I pull out and point the Porsche to the highway, heading south.

It’s a gorgeous day, made even more so by the free and easy vibe of the highway, and I crank up my radio. Sure, I grew up in the late 80s, but my music tastes were cut from a staticky Panasonic radio propped up in my dad’s garage, pumping out classics.

I queue up my play list. I might have a vintage car, but the sound system is top of the line. The Eagles are singing “Hotel California” as I head south.

For the next hour, I’m free, and cruising, twenty-six and leaving it all behind. I barely look at the map, motoring into Stillwater from memory. I pull into a coffee shop and get out, finding my bearings.

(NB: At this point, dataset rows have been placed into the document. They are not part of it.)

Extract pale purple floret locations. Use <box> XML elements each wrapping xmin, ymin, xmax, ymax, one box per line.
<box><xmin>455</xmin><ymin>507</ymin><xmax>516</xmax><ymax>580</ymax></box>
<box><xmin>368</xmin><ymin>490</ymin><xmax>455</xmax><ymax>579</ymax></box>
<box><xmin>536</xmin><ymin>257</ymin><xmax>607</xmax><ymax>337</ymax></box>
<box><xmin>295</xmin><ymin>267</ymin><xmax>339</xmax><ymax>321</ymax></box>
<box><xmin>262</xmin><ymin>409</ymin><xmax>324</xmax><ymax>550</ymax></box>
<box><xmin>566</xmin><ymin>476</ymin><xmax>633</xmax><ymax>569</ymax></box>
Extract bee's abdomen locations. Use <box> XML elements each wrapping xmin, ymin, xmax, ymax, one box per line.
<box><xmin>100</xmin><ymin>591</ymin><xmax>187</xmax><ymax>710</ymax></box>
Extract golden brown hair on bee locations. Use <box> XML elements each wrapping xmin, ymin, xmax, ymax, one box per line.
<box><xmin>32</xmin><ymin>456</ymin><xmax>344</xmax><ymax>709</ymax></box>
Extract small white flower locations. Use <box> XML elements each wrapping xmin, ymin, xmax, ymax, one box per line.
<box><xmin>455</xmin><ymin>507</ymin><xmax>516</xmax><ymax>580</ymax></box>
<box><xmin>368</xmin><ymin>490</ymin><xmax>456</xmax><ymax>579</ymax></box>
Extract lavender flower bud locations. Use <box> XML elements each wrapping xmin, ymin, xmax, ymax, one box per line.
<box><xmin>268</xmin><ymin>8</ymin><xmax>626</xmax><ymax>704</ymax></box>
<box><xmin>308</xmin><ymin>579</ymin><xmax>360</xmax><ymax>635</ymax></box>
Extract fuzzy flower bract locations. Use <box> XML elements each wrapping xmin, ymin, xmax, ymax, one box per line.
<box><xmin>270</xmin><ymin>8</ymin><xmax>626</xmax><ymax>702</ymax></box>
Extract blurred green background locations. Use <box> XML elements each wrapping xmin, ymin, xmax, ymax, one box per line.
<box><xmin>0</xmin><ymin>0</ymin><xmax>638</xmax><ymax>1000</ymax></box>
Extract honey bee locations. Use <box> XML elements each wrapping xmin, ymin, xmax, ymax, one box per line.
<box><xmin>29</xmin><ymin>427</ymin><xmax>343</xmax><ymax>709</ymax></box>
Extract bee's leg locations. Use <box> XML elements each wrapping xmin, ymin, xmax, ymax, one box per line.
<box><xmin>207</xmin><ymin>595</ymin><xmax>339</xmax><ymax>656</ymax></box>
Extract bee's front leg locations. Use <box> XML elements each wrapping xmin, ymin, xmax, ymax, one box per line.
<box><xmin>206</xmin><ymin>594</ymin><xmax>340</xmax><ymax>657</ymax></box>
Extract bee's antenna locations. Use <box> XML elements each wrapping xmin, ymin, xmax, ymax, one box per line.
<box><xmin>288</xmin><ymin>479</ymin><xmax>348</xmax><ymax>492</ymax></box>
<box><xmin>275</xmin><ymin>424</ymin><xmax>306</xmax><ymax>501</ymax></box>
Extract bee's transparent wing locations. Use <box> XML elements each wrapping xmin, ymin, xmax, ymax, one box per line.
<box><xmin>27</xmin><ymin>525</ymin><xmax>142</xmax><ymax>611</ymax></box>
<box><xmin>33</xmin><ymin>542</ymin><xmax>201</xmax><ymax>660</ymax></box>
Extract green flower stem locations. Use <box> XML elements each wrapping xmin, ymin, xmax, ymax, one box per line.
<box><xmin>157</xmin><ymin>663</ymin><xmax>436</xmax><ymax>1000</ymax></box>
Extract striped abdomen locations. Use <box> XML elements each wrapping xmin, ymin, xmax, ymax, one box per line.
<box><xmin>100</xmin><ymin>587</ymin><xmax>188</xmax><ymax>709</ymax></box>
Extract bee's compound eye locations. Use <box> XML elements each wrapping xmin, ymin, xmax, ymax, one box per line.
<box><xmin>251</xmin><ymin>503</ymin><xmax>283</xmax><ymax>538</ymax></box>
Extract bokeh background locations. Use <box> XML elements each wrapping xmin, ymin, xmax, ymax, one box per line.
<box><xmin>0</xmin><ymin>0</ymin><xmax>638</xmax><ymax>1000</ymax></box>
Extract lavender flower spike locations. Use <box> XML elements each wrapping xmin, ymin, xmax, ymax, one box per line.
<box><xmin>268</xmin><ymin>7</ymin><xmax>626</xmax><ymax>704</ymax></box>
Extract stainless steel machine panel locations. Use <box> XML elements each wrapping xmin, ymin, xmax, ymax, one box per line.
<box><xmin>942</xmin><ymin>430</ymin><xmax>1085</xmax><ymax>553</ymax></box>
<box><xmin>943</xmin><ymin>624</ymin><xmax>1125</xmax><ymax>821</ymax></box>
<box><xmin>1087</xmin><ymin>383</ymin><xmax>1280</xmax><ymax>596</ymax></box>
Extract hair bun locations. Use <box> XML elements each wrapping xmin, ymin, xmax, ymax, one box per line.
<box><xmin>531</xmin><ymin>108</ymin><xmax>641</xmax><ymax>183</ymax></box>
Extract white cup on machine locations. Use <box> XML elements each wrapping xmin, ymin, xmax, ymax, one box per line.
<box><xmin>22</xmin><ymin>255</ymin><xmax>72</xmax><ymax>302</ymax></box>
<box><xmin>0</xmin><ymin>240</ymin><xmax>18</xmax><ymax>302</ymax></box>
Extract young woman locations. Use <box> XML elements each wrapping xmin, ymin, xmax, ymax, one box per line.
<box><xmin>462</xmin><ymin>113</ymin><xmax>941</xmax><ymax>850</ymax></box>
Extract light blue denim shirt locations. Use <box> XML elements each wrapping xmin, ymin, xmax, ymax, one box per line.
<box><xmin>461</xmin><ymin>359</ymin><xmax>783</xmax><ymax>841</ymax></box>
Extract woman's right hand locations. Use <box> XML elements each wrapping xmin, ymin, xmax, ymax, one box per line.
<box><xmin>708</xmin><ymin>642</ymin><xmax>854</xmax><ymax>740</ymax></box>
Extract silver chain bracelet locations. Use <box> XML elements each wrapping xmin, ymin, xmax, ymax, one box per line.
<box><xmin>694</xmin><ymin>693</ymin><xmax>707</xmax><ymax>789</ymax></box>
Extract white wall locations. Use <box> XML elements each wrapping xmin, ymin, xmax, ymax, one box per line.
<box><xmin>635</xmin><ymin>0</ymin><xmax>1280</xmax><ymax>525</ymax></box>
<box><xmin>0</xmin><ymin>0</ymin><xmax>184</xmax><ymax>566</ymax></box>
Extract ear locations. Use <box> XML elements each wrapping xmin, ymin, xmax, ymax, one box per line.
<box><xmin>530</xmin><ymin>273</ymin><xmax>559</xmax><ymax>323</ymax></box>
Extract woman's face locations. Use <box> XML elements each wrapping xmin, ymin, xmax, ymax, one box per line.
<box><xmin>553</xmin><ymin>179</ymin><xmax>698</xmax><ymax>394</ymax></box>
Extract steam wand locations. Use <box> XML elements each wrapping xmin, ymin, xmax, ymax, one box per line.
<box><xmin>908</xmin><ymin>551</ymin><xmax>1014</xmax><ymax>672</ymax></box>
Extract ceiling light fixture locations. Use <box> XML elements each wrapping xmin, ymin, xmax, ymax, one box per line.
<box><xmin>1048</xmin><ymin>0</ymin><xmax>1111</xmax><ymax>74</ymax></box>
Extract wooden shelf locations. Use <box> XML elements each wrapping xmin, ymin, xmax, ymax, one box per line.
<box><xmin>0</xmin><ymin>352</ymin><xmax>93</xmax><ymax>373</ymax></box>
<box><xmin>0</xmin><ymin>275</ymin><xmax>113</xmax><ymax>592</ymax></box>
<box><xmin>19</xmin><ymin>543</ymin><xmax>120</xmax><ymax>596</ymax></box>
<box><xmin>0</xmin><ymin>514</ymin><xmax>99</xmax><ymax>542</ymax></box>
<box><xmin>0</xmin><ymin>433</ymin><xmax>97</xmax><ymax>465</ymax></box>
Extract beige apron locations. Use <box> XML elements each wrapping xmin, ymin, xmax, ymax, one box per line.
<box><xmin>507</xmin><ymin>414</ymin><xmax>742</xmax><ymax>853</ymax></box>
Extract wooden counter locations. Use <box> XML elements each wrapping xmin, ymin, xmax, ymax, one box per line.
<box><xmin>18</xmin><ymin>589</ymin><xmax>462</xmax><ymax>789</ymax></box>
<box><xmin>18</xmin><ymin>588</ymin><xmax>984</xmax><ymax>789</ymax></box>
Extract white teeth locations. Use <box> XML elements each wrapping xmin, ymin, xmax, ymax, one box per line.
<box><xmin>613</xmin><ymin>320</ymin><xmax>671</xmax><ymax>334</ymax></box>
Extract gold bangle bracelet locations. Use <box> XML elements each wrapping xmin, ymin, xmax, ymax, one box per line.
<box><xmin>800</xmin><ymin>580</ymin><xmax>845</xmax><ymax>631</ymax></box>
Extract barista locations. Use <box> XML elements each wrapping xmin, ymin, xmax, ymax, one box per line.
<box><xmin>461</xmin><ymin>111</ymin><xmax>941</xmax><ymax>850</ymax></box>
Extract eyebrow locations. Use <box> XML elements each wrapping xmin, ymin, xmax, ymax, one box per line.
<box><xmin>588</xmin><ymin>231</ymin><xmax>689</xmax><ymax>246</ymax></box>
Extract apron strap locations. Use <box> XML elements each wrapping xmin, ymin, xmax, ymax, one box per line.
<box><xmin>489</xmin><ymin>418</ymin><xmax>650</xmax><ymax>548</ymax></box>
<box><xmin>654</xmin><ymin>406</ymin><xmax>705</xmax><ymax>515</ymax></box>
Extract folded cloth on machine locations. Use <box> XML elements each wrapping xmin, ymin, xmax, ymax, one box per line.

The address is a couple blocks away, so I decide to walk. Never hurts to get the lay of the land.

It’s a house. An old white-stucco Tudor with a decaying brick chimney climbing up the front, a quaint rounded top door, with dark stain. I guess I notice those things now—the color of stain, the hosta around the walk, the vintage Japanese maple in the front yard. I’m going to blame my improved home decorating eye on Eve and her laundry list of house upgrades.

I check the address against the metal numbers on the lintel, notice the bars on the tiny square window, and the outer door, then press the bell. A Gothic chime bullies the place and I don’t hear the footsteps.

The door opens, and I’m sized up by an elderly gentlemen, so thin his bones protrude from a lined, saggy face. Fraying white hair, gnarled hands, but his eyes bore through me as if, once up on a time, he was somebody that understood what trouble looked like.